One Youtube The anchor filed a class action lawsuit with the U.S. District Court for the Northern District of California last Friday, alleging OpenAI The company scraped millions of videos without notifying or compensating the video owners. YouTube VideoScripts for training AI generative models.
The anchor is named David Millette from Massachusetts, USA. He accused OpenAI of grabbing videos of him and other anchor creators for training AI models. The products involved include ChatGPT, Sora, etc.
The class action lawsuit alleges that OpenAI collected the data and received “generous rewards,” but that this practice violated copyright law and YouTube’s terms of service.
Millett has currently entrusted Bursor & Fisher law firm to advance the class action lawsuit.

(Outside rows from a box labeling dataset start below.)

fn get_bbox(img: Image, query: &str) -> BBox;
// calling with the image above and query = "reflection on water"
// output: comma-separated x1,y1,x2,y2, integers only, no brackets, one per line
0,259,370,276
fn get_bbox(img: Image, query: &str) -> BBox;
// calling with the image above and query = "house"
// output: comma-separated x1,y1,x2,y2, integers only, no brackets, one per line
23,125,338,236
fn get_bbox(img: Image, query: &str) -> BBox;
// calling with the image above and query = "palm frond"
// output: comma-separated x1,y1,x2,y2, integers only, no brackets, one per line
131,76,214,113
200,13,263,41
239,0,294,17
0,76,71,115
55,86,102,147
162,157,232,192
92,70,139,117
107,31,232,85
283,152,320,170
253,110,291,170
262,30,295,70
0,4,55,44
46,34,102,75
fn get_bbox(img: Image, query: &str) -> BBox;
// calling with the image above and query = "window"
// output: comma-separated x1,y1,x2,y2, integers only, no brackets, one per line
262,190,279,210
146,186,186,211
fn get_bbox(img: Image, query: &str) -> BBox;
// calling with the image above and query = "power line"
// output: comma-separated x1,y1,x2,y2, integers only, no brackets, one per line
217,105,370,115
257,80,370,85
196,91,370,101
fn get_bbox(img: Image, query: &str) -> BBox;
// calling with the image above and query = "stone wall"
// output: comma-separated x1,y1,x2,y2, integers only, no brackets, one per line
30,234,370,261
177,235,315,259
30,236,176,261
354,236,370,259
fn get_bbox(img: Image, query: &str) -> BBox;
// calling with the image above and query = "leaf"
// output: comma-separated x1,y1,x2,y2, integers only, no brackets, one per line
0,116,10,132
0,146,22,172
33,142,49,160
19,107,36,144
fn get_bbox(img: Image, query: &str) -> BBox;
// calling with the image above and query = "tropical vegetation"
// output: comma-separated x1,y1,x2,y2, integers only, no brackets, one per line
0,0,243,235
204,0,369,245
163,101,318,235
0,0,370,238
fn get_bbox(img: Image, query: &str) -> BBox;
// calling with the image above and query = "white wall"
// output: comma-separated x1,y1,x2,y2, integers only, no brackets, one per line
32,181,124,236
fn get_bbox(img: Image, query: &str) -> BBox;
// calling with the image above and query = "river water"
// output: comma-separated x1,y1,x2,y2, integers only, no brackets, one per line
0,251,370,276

The plaintiff requests a jury trial and demands more than $5 million (currently approximately RMB 35.683 million) in compensation from all YouTube users and creators whose data may have been involved in OpenAI training.
As we all know, generative AI models are not really intelligent. They learn the likelihood and patterns of data by processing large amounts of data samples (such as movies, recordings, papers, etc.). The training data for many models comes from public websites and data sets on the Internet. Although companies claim that their data crawling complies with the principle of "fair use", many copyright holders disagree and have filed lawsuits to stop this practice.
Video transcription content has become an important training data, especially as other data sources are exhausted. According to Originality.AI, more than 35% of the world's top websites have blocked OpenAI's web crawlers. In addition, research from MIT's Data Provenance Initiative shows that about 25% of high-quality data sources have been restricted, making the training data of AI models more scarce.
It is worth mentioning that OpenAI's Whisper model is specifically used to transcribe video audio to collect more training data. According to the New York Times, after transcribing more than one million hours of YouTube videos, the OpenAI team used these transcribed texts to train their GPT-4 model. This triggered internal discussions that this might violate YouTube's regulations.